Prior to Trump's frenetic tariff policies, fees ranged from around $4 to $7 per code. But Gonzalez said the extra costs brokers have incurred as they ramp up systems to handle the tariff changes have led some to increase fees by $1 to $5 per code.
Gonzalez said he has raised fees 'nominally,' while Steve Bozicevic, CEO of A&A Customs Brokers headquartered in Seattle and Vancouver, said his company added $3 per product type being imported into the U.S. because of merchandise facing "tariff stacking," a phrase used when an item faces multiple tariffs.
"We raised the rates for the U.S. because of the new and added complexity," Bozicevic said. The company has not raised rates for imports into Canada because there's "no new complexity," he said.

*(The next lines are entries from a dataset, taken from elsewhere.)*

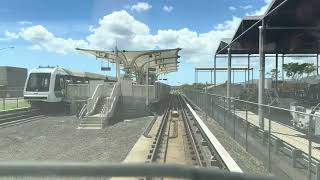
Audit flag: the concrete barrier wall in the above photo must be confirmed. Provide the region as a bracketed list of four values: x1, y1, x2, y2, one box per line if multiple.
[121, 80, 171, 101]
[66, 84, 90, 100]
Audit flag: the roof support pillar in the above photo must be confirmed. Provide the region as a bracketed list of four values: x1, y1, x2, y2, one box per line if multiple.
[275, 53, 279, 91]
[194, 68, 198, 83]
[211, 54, 217, 86]
[247, 54, 253, 87]
[258, 23, 265, 129]
[317, 54, 319, 76]
[115, 46, 120, 82]
[146, 63, 149, 106]
[227, 47, 232, 107]
[281, 54, 284, 81]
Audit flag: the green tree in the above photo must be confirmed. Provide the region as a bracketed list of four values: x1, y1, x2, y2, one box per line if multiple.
[283, 63, 316, 79]
[267, 69, 280, 80]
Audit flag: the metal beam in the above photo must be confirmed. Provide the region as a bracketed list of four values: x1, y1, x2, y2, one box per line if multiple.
[275, 54, 278, 91]
[213, 54, 217, 86]
[227, 47, 231, 107]
[258, 23, 265, 129]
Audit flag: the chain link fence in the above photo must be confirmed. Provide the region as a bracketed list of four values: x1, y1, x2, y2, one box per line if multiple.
[184, 90, 320, 179]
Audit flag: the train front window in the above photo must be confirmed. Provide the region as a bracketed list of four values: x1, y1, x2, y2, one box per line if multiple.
[26, 73, 51, 92]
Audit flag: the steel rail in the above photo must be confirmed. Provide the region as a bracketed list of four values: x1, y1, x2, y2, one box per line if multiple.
[178, 96, 206, 167]
[150, 97, 172, 162]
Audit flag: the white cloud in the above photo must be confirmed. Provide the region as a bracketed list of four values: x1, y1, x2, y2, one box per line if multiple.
[0, 31, 19, 41]
[240, 5, 253, 10]
[162, 5, 173, 12]
[229, 6, 237, 11]
[214, 16, 241, 30]
[131, 2, 152, 12]
[18, 21, 32, 25]
[19, 25, 87, 54]
[246, 0, 272, 16]
[8, 4, 258, 64]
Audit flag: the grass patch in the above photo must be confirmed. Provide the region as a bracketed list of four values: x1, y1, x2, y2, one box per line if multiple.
[0, 99, 30, 110]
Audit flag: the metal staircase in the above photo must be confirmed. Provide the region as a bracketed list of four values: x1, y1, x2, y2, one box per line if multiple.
[78, 83, 119, 129]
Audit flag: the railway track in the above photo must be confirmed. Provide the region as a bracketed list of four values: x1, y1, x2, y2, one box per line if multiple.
[147, 94, 242, 172]
[0, 108, 46, 128]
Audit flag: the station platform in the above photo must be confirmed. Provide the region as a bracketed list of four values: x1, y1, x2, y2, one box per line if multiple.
[236, 111, 320, 159]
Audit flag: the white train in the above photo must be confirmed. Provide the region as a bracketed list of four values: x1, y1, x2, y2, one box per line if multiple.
[23, 66, 114, 102]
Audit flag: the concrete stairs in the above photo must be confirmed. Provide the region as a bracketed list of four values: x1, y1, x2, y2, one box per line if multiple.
[78, 114, 103, 129]
[78, 98, 105, 129]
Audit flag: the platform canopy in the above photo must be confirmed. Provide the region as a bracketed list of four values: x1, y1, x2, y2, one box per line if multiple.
[76, 48, 181, 74]
[217, 0, 320, 54]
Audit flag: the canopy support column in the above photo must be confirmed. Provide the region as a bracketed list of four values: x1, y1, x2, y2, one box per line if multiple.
[146, 63, 149, 106]
[115, 46, 120, 82]
[213, 54, 217, 86]
[227, 47, 231, 107]
[317, 54, 319, 76]
[247, 54, 250, 87]
[258, 23, 265, 129]
[275, 53, 278, 91]
[281, 54, 284, 81]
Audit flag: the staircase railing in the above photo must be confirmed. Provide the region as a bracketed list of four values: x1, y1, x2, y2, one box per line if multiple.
[87, 84, 104, 115]
[78, 104, 87, 119]
[100, 83, 120, 126]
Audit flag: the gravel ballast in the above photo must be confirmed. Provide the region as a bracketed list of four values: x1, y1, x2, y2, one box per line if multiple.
[196, 111, 268, 175]
[0, 116, 153, 162]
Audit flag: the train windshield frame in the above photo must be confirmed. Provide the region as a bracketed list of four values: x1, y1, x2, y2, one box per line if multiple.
[26, 73, 51, 92]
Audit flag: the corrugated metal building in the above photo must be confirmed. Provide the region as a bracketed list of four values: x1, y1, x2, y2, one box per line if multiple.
[0, 66, 28, 97]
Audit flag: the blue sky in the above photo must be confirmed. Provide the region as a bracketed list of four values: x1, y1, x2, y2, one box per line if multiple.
[0, 0, 270, 84]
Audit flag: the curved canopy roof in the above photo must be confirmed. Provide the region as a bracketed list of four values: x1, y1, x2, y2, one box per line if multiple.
[217, 0, 320, 54]
[76, 48, 181, 75]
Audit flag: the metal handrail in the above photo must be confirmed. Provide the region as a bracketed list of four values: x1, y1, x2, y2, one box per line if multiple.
[186, 91, 320, 118]
[0, 161, 275, 180]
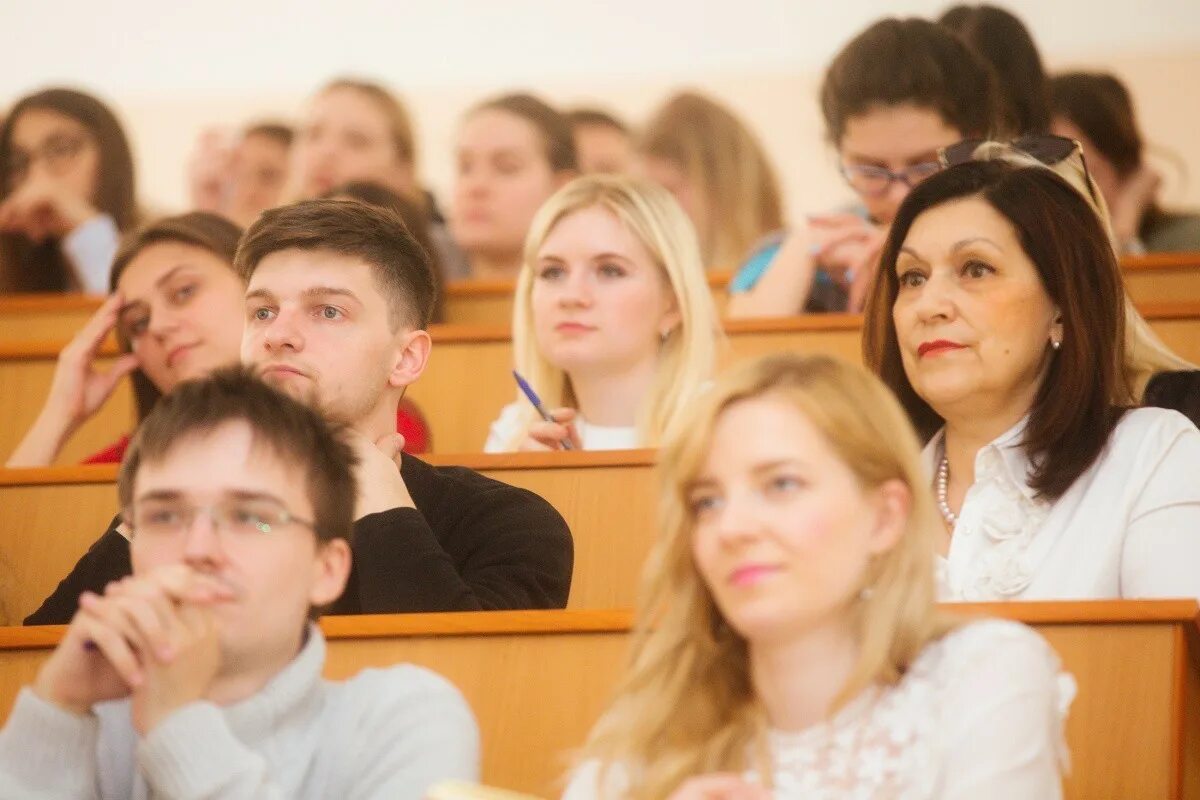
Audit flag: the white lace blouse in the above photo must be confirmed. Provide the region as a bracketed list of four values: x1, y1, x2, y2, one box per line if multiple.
[924, 408, 1200, 601]
[563, 620, 1075, 800]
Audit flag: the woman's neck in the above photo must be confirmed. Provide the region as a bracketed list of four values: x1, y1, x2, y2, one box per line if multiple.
[750, 619, 859, 730]
[570, 357, 658, 428]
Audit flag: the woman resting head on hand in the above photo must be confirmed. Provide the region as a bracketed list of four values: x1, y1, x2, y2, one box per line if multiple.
[6, 211, 245, 467]
[863, 161, 1200, 600]
[565, 355, 1061, 800]
[0, 89, 138, 294]
[485, 175, 720, 452]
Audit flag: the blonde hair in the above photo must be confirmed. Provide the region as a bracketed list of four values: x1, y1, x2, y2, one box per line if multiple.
[582, 354, 953, 799]
[974, 142, 1198, 405]
[508, 175, 724, 449]
[638, 92, 784, 270]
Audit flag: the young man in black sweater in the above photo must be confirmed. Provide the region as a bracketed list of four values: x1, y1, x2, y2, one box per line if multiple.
[25, 200, 574, 625]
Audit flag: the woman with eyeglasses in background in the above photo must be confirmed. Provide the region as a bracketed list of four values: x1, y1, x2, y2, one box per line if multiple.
[0, 89, 138, 294]
[863, 158, 1200, 601]
[726, 18, 997, 318]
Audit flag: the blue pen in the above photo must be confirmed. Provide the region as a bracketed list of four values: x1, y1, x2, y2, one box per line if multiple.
[512, 369, 575, 450]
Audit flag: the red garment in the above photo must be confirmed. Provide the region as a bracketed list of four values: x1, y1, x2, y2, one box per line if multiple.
[396, 397, 433, 456]
[82, 437, 130, 464]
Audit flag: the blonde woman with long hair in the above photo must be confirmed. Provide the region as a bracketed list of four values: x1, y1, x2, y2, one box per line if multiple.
[565, 355, 1070, 800]
[638, 92, 784, 270]
[485, 175, 721, 452]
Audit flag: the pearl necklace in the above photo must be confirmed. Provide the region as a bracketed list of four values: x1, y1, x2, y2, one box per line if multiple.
[937, 456, 959, 530]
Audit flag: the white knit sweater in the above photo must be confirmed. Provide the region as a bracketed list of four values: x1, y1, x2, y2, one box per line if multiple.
[0, 626, 479, 800]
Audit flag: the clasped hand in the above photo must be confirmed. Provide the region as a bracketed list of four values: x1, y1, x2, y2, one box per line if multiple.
[34, 564, 234, 735]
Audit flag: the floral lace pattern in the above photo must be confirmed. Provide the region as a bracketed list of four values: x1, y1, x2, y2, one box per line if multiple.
[746, 621, 1074, 800]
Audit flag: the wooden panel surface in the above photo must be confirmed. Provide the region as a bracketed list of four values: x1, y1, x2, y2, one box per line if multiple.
[0, 451, 656, 625]
[0, 601, 1196, 800]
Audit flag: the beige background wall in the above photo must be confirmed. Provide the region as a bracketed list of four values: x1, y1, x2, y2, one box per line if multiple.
[0, 0, 1200, 224]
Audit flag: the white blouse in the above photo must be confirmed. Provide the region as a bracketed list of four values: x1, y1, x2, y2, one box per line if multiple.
[484, 401, 642, 452]
[563, 620, 1075, 800]
[923, 408, 1200, 601]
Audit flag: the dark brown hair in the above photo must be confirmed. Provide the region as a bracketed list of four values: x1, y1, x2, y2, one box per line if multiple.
[937, 4, 1050, 138]
[116, 366, 358, 542]
[0, 89, 138, 291]
[821, 18, 997, 146]
[108, 211, 241, 420]
[325, 181, 445, 323]
[863, 161, 1129, 500]
[234, 199, 436, 330]
[564, 108, 629, 134]
[468, 94, 580, 173]
[241, 122, 296, 149]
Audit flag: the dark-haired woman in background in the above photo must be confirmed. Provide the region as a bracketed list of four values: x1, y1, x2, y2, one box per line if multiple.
[726, 18, 997, 317]
[937, 4, 1050, 138]
[451, 95, 578, 279]
[863, 161, 1200, 600]
[6, 211, 245, 467]
[0, 89, 138, 294]
[1050, 72, 1200, 253]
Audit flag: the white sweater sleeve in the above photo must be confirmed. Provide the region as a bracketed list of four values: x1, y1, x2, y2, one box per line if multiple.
[937, 621, 1074, 800]
[61, 213, 121, 294]
[1121, 415, 1200, 597]
[0, 686, 100, 800]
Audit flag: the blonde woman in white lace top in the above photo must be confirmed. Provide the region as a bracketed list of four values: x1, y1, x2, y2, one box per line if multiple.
[565, 356, 1072, 800]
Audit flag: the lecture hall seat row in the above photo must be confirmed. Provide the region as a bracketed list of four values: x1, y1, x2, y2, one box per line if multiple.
[0, 300, 1200, 464]
[0, 600, 1200, 800]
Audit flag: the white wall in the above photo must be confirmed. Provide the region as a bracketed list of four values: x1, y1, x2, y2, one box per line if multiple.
[0, 0, 1200, 216]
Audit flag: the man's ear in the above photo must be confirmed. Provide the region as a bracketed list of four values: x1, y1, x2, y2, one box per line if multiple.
[388, 331, 433, 389]
[869, 479, 912, 555]
[308, 539, 350, 608]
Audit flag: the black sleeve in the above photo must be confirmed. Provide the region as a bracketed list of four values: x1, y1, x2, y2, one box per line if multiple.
[25, 517, 133, 625]
[335, 483, 574, 614]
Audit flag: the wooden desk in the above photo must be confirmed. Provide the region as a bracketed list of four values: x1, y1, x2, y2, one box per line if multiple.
[0, 301, 1200, 464]
[0, 450, 658, 625]
[0, 601, 1200, 800]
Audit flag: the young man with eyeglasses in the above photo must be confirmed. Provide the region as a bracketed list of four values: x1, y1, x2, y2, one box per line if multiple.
[0, 368, 479, 800]
[25, 195, 574, 625]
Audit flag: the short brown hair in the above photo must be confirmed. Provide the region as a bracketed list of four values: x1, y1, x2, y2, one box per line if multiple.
[821, 17, 998, 145]
[863, 161, 1132, 500]
[234, 199, 436, 330]
[116, 366, 358, 542]
[470, 94, 580, 173]
[108, 211, 241, 420]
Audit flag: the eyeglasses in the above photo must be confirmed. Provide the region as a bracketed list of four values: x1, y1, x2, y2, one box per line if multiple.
[122, 498, 314, 542]
[8, 133, 88, 186]
[841, 161, 942, 197]
[937, 133, 1099, 205]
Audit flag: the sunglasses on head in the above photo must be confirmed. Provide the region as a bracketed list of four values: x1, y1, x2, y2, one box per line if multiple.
[937, 133, 1099, 204]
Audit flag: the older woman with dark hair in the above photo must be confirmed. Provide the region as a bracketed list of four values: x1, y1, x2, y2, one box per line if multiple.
[863, 161, 1200, 600]
[0, 89, 138, 294]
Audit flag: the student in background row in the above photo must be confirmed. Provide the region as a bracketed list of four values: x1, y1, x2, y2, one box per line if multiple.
[452, 95, 578, 281]
[566, 108, 636, 175]
[292, 78, 467, 279]
[0, 89, 138, 294]
[937, 4, 1050, 139]
[5, 211, 245, 467]
[485, 175, 721, 452]
[1050, 72, 1200, 253]
[638, 92, 784, 270]
[25, 200, 574, 624]
[726, 18, 997, 318]
[564, 355, 1074, 800]
[863, 161, 1200, 601]
[0, 369, 479, 800]
[188, 122, 295, 228]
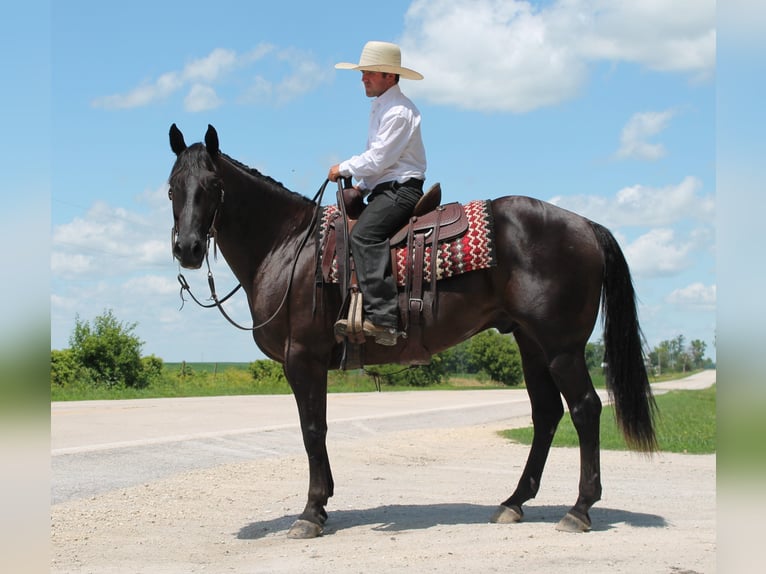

United Parcel Service raised brokerage rates in December between $3.75 and $50 per import entry, depending on the country of origin. The move was part of general rate increases and unrelated to changes in tariffs, a UPS spokesperson told Reuters. FedEx's logistics arm increased its base customs brokerage rates by 4% in January, according to a company spokesperson.
These bigger logistics companies, which include brokerage services in their broader shipping offerings, are also beefing up staff. DHL has upped headcount on its U.S. customs entry team by 30% since February, according to a spokesperson for the company's DHL Express shipping unit.
FedEx had more than 40 open job postings on its customs and trade teams as of Tuesday, mainly based in the U.S., according to its LinkedIn jobs page. UPS had 10 similar U.S. positions open, according to its jobs website.
FedEx is "adjusting our network to meet demand" in an evolving tariff landscape, which "includes hiring additional customs brokerage roles," the spokesperson said. UPS declined to comment on the job postings.
Historically, tariff changes have been less frequent, say brokers, trade lawyers and other trade professionals, and they have come with weeks of lead time, allowing brokers to prepare for the change and provide logistical feedback to CBP.
Compare that to last week's doubling of steel and aluminum tariffs to 50%, which Trump announced abruptly, forcing the U.S. customs department to quickly publish official guidance just hours ahead of a midnight change.
"Many brokers clear shipments ahead of time, so then you have to come back and retroactively redo it and fix it," said Miami-based customs broker Ralph De La Rosa, whose company, Imperial Freight Brokers, was founded by his father 54 years ago.
Even brokers who have not raised fees said their services have become inherently more expensive as the number of HTS codes has spiked.
Importers slowed shipments into the United States after Trump's massive tariff announcement on April 2, after having frontloaded purchases earlier in the year to get ahead of an expected rise in duties.
Imports of consumer goods, which include cell phones and other household items, decreased $68.9 billion to $277.9 billion in April from a month before, according to the U.S. Bureau of Economic Analysis. Trump announced additional tariffs on steel and aluminum in June and in May threatened to impose 50% tariffs on the European Union.
Adding to the uncertainty, a federal appellate court on Tuesday ruled that sweeping tariffs may remain in effect while appeals proceed, after a trade court ruled that the U.S. president overstepped his executive powers and blocked the duties. The appellate scheduled arguments for July 31.